Ce différend opposant le photographe David Slater, l’association de défense des animaux PETA et involontairement un singe, a laissé les juristes autant que le monde de l’art assez perplexe. De quoi s’agit-il ? Un singe se prend en photo avec un appareil volé à un photographe. A qui appartiennent les photos ? Au singe Naruto qui appuie sur le déclencheur, qui immortalise un sourire ravageur, au photographe qui exploite les clichés ou bien au domaine public ? En décembre 2014, le bureau du Copyright des Etats-unis déclare que « les œuvres créées par les non humains » ne sont pas sujettes aux droits d’auteur. Force est d’admettre que le créateur de la photo n’étant pas humain, pas plus que ne l’est un robot, donc pas un sujet de droit, il ne peut détenir de droits d’auteur. Ceux-ci ne reviennent pas non plus au détenteur du matériel photographique qui n’a pas d’argument pertinent pour en revendiquer la réalisation. En février 2016, l’association PETA poursuit David Slater pour que l’animal soit reconnu comme l’auteur de la photo. Les juges ne font pas suite à la demande, considérant que les animaux ne sauraient être considérés comme des auteurs. En septembre 2017, l’affaire semble trouver un terme lorsque PETA et le photographe publient un communiqué commun annonçant leur accord. David Slater s’engage à reverser 25 % des sommes perçues de l’exploitation de la photographie de Naruto à des œuvres protégeant l’habitat des macaques indonésiens. Aucune règle juridique ne justifie ce dénouement inattendu. Récemment, le 23 avril 2018, la justice américaine remet l’affaire sur le grill en décidant que « les violations du droit d’auteur ne peuvent être dénoncées que par des humains », ouvrant la voie à une possibilité d’annulation de l’accord passé entre Slater et PETA.
Le statut juridique du robot reste à imaginer, le droit se réinventer ou s’adapter. Considérer une intelligence artificielle (autonome) comme un « res nullius » mène à une impasse. Ne serait-il pas opportun de le qualifier de « res communis », chose commune, insusceptible d’être appropriée ? Sa création serait un bien dont l’usage s’inspirant du fair use serait permis librement à tous, moyennant un accès illimité aux ressources électriques donné aux IA. Quant au droit moral sur les œuvres, tablons qu’il soit défendu par tout un chacun ou une instance non humaine. Peut-être ne sont-là que des questions humaines que les intelligences artificielles ignoreront ou résoudront de manière imprévisible. Car s’il est facile et valorisant de prendre la défense d’un singe « artiste », d’accabler l’âne au pinceau, il sera sans doute bien plus compliqué de négocier avec une intelligence artificielle.

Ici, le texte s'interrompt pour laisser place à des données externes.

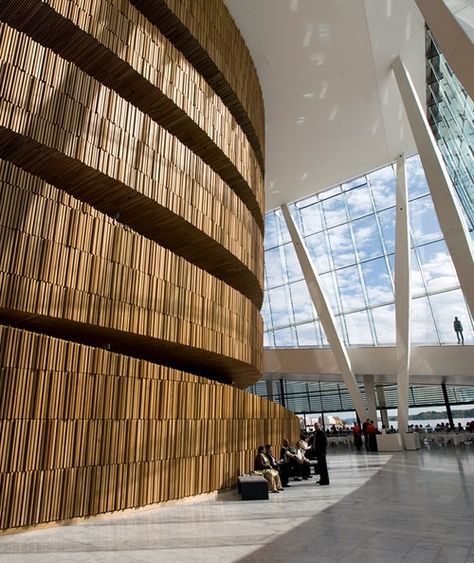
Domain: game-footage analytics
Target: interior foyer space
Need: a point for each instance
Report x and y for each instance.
(415, 507)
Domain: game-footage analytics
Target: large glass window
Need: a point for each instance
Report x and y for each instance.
(349, 232)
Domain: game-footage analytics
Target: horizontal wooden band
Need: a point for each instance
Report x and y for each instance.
(86, 431)
(45, 25)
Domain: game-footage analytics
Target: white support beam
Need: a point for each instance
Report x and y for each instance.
(402, 296)
(445, 201)
(325, 315)
(452, 26)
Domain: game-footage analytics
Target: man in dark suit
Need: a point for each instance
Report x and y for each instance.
(319, 446)
(282, 468)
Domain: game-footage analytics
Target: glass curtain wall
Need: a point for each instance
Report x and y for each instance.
(349, 231)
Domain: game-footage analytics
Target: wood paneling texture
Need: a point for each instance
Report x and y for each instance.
(77, 134)
(86, 431)
(131, 262)
(206, 42)
(81, 266)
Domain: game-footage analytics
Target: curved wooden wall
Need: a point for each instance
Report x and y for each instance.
(131, 263)
(86, 431)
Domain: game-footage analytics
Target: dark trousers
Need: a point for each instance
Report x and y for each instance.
(323, 468)
(358, 441)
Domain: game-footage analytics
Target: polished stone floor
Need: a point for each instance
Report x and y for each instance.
(414, 507)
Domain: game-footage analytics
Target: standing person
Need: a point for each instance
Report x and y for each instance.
(458, 330)
(288, 455)
(366, 434)
(357, 433)
(319, 445)
(282, 469)
(372, 436)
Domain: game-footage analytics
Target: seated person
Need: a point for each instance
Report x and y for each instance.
(282, 468)
(262, 464)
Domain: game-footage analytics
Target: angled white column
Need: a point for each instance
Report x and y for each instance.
(369, 387)
(445, 201)
(452, 25)
(325, 316)
(383, 403)
(402, 297)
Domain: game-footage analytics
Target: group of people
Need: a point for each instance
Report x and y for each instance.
(369, 432)
(294, 461)
(442, 427)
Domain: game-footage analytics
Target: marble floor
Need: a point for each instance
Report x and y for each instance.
(414, 507)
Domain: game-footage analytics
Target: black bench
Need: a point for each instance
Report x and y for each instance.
(253, 487)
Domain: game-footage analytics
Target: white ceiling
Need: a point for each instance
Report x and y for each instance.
(331, 102)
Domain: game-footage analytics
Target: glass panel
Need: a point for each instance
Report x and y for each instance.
(350, 289)
(268, 341)
(303, 309)
(387, 223)
(359, 202)
(280, 306)
(285, 338)
(358, 329)
(318, 250)
(341, 245)
(422, 325)
(377, 282)
(437, 266)
(292, 264)
(445, 307)
(367, 237)
(383, 185)
(423, 221)
(334, 210)
(273, 267)
(311, 218)
(384, 323)
(307, 335)
(416, 180)
(329, 289)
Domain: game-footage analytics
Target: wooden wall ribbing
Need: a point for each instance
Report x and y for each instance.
(77, 133)
(81, 266)
(131, 258)
(86, 431)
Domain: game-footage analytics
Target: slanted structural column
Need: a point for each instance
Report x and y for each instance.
(325, 316)
(447, 207)
(402, 296)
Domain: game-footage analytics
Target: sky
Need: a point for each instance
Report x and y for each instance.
(349, 232)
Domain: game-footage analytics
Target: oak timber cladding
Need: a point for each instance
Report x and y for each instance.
(131, 216)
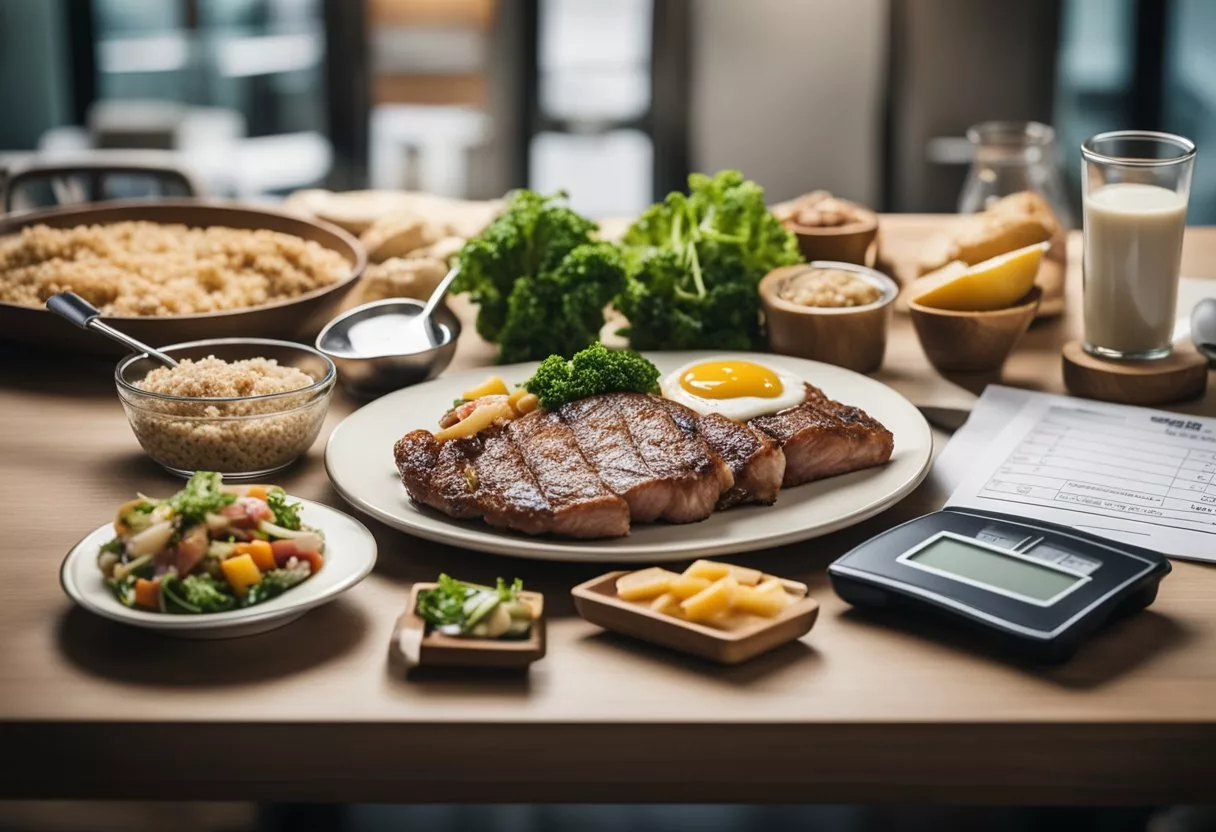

Ajoutons, revenant aux fondamentaux du droit d’auteur, qu’une œuvre appartient par principe, non pas à l’auteur, mais à la communauté. C’est par l’effet d’un contrat social (le droit d’auteur) que l’œuvre est gérée en exclusivité par l’auteur pendant une période limitée. La loi accorde à l’auteur un monopole d’exploitation temporaire. Dans cet esprit, il serait logique que la création artistique des robots sans « maître » appartienne au domaine public, soit un bien commun libre de droits. Sauf aux IA à inventer un modèle pour l’exploitation de leurs créations, mais la proposition relève encore, pour quelques temps, de l’anticipation.